There's a lot to like about Owen Laukkanen's latest thriller, "The Stolen Ones."
Review: 'The Stolen Ones,' by Owen Laukkanen
!["The Stolen Ones," by Owen Laukkanen](https://arc.stimg.co/startribunemedia/TNA5IGFWUZBMLPMVRE5NEFV6AI.jpg?&w=712)
First there's special agent Kirk Stevens of the Minnesota Bureau of Criminal Apprehension investigating a murder near Leech Lake that triggers a hunt for sex traffickers. There are two Romanian sisters: Irina, who risks her life to rescue Catalina, and Catalina, who wouldn't need rescuing if Irina hadn't been "stupid" and "gullible."
There's the driving narrative (with a breathless finale) about the horrors of the sex-slave trade, and how thousands of women arrive in containers at the same ports as our produce, distributed along the same Midwest roads we travel.
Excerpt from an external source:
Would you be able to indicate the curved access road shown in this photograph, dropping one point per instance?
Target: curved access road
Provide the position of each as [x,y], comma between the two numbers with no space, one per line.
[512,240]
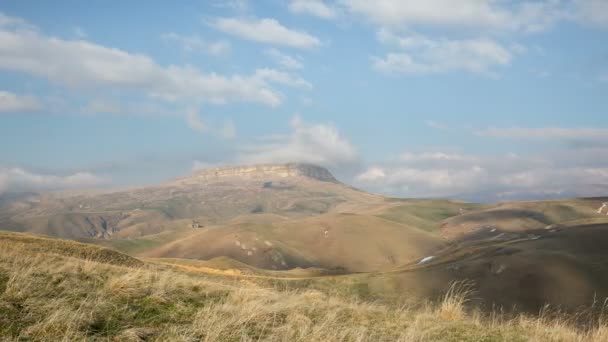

Unfortunately, there's also a lot not to like in "The Stolen Ones."
There's a band of Eastern European traffickers whose leader, Dragon, might as well twirl a thin black mustache. There's Stevens' FBI partner, Windermere, whose frequent browbeating of her co-worker Derek about his mistakes (while she anguishes over her feelings for him like "some lovestruck teenager") reduces her to the same level as Stevens' hormonally charged 16-year-old daughter.
There's a familiarity in the plot's structure to Laukkanen's first two thrillers, and even Stevens wonders "how a Minnesota state cop [keeps finding] himself in this kind of predicament." I wondered that, too.